Home Forums Software ELAN regex/capturing parentheses in multi-file, multi-layer search

regex/capturing parentheses in multi-file, multi-layer search

This topic contains 8 replies, has 4 voices, and was last updated by  Han 6 days, 15 hours ago.

Viewing 9 posts - 1 through 9 (of 9 total)
Author Posts
Author Posts
August 22, 2013 at 04:38 #8796

Tom Honeyman

Hi,

I can see that for regular expression matching in the multi-layer search I can use capturing parentheses to match a previous match within the same annotation. I can’t seem to figure out how this might work across columns or layers. Is it possible to capture the match from one annotation and match it in another? If not, it would be a very useful addition!

For instance, I would like to find an annotation ending in (\w+)$ in the context of that same word occurring at, say, the end of the next annotation \1$ (or a million other useful searches I can think of!).

If, in the single layer search it was possible to treat all annotations as being separated by a newline character then such a search would be easily implemented.

Cheers,
Tom Honeyman

September 3, 2013 at 16:10 #8831

Han

Yes, this sounds like a useful extension. I don’t know how difficult it would be to build that in, but we’ll look into that. Some of what you want could maybe be achieved with the new variable match mode, if that could be combined with regular expressions.
I’ll add it to the wish list.

-Han

September 9, 2013 at 16:59 #8841

Eric

Hi Tom, you could consider using tiers with one word per annotation or use word-boundary regexp metacharacters to implement your “search as if there were line breaks between annotations” suggestion. I am tempted to also suggest N-gram search (with # as word wildcard) but cannot fit that into your specific example, so maybe my intuition is wrong here. However, there is another interesting new function that could help you:

Since the multicon project, complex multi layer search can use variables. If I assume that you have a word wise annotation tier where the final punctuation also is a separate annotation, you could search for:

$1 directly followed by “.” anywhere before $1 directly followed by “.”

In other words two sentences ending with the same word. While you can not do this in ELAN or Trova yet, the limitation is only in the user interface: At the moment, you cannot mix field types (variable, regexp, exact, substring) within one query because that would clobber your screen with buttons next to each field. The engine would allow it, though. So if you have an idea for the user interface, we could enable it. Note that using a variable in the first field of a query can make it much slower, because all annotations have to be considered as value for that variable then.

Another trick could be using both a word tier and a sentence tier, matching two arbitrary but adjacent sentences in the latter and any but identical words in the former. Add time overlap constraints to say that the words have to end when the sentences end, then you match “last words in sentences”. This works with all fields set to variable, already with the current version of ELAN and Trova: “In any sentence tier, $1 directly followed by $2; in any word tier $3 ends when $1 ends and later $3 ends when $2 ends”.
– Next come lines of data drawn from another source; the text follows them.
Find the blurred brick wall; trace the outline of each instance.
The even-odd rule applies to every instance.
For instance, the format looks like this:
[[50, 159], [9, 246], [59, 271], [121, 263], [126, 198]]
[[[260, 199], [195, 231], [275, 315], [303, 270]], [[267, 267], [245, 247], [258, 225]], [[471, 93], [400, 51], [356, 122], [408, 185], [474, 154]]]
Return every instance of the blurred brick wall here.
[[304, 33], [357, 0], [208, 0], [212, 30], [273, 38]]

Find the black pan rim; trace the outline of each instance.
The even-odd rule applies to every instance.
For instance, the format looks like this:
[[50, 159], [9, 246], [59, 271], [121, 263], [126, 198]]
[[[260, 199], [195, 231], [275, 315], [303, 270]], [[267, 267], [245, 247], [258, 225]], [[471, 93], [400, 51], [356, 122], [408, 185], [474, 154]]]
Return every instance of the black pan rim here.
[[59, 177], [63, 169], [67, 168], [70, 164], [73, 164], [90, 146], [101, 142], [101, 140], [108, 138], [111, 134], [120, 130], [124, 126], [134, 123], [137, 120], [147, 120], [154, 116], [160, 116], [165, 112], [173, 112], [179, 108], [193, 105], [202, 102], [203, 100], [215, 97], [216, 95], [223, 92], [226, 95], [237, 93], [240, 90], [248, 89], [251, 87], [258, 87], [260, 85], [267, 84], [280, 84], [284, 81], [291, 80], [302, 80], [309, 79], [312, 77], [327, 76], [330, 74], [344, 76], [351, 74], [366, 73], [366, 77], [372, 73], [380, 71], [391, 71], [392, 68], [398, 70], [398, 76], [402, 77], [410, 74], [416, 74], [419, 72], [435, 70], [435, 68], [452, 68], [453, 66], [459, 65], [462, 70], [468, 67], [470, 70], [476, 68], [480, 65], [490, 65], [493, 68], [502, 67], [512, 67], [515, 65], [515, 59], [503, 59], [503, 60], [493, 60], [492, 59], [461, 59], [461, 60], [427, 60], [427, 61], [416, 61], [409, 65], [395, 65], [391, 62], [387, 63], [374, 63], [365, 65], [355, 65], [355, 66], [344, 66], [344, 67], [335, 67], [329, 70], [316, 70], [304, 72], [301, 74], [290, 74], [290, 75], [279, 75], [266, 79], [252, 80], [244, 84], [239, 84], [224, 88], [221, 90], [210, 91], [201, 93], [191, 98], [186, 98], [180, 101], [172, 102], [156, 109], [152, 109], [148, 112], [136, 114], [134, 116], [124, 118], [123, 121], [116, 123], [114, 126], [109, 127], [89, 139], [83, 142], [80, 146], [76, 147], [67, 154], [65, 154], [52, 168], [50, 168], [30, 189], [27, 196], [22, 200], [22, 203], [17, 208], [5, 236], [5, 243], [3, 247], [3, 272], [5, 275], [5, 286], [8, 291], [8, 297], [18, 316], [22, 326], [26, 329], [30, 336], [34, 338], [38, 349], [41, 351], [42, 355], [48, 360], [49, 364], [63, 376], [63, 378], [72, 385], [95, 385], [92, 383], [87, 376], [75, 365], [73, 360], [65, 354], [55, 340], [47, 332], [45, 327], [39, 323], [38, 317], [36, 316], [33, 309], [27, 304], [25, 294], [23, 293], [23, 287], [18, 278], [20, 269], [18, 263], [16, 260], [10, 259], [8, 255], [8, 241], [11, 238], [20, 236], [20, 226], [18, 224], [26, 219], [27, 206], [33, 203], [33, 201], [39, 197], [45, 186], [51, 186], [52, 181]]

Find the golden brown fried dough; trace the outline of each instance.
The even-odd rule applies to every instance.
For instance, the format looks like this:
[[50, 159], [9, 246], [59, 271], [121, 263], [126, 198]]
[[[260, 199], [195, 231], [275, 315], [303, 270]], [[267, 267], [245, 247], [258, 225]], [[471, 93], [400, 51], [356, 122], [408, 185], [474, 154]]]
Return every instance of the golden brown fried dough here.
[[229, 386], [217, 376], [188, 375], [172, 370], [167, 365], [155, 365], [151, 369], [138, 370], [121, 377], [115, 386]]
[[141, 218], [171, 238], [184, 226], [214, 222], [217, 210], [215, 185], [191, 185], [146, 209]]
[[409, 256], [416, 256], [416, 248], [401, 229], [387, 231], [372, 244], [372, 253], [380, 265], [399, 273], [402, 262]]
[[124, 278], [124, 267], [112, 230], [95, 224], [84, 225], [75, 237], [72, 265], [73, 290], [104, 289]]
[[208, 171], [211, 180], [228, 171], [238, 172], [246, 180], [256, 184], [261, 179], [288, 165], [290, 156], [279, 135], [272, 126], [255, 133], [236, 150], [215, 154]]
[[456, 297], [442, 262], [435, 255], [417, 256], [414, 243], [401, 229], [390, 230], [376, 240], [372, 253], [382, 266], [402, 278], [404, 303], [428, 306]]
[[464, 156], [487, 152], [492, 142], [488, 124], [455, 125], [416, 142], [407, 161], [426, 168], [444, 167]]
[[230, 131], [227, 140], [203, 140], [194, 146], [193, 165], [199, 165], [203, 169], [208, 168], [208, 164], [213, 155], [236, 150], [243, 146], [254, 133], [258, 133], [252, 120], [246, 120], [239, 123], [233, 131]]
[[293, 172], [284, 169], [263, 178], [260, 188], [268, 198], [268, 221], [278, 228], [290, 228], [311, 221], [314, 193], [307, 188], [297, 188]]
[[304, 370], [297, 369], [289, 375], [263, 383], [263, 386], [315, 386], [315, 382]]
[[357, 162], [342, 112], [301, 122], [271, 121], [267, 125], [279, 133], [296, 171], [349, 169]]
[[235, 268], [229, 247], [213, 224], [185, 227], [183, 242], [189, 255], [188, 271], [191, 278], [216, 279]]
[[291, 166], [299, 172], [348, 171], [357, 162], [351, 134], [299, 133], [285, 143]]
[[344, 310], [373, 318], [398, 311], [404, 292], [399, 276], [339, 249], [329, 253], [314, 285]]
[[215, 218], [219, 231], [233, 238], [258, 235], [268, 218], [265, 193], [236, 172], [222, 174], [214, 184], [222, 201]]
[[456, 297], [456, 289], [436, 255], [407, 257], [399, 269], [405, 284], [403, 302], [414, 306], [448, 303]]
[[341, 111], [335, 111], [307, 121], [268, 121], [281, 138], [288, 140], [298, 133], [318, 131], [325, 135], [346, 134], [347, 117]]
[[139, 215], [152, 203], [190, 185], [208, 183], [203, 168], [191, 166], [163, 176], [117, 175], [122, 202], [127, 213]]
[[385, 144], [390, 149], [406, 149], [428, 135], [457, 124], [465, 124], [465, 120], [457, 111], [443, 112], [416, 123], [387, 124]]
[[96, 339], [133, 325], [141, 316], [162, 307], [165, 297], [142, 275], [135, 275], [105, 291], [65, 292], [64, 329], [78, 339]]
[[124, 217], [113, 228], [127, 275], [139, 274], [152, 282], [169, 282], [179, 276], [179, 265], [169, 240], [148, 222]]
This query uses 2×2 fields, 3 different variable names, $3 used twice. Directly followed is “0 annotations between”, later as is “at any later point”. You can also add a constraint saying that the sentence and tier constraints have to be connected, as siblings or parent-child.

  • This reply was modified 5 years, 3 months ago by  Eric. Reason: make last example more readable
September 10, 2013 at 01:08 #8846

Tom Honeyman

Hi Eric,

Thanks very much (and thanks to Han for the original response too!).

I’ll have to play around with variable match. I hadn’t noticed that new feature (that seems to be happening a lot lately! Many new features). Is it greedy? i.e. if I search across > N multiple annotations, can I make it stop searching for any subsequent $1 if something else comes up in the meantime (e.g. a ‘.’)?

The actual search I am trying to do is a little more complex. I just simplified it for the question, because I was primarily concerned about the functionality. I am actually looking for instances of what’s called `tail-head linkage’. So for instance in a narrative text, the end of one sentence starts the next e.g.:

“He ties the rope and tests it. Having tested it, he climbs down and…’

The words I am matching might be slightly different (e.g. ‘tests’ versus ‘tested’) but predictable in the language I am matching. And so I’m not just blind matching words at the end of sentences, and in fact I may be looking for portions of words with predictable mutations. And what gets repeated and where is a little variable too, so actually it could be a number of complex searches.

So your second trick doesn’t quite work for what I’m after either, but I can see how it works and might think of uses for it, thanks. Am I right in thinking that variable mode basically allows me equivalence/non-equivalence matching, and then I can fine tune this using the options in the drop down boxes? I can’t at any point also search for a string? The simplest version of the search that I actually want is that the last word from one sentence is the second last word from the next. Even better if I can actually specify that last word as it’s always the same. I can’t see how to do this using this trick.

As for the interface, thats a tricky one. It is already quite busy. And I’m no fan of right-clicking to turn features on and off. It would be a bit of a kludge, but what about changing the input fields to combo boxes with text input where the drop down menu gave you options to set the match type?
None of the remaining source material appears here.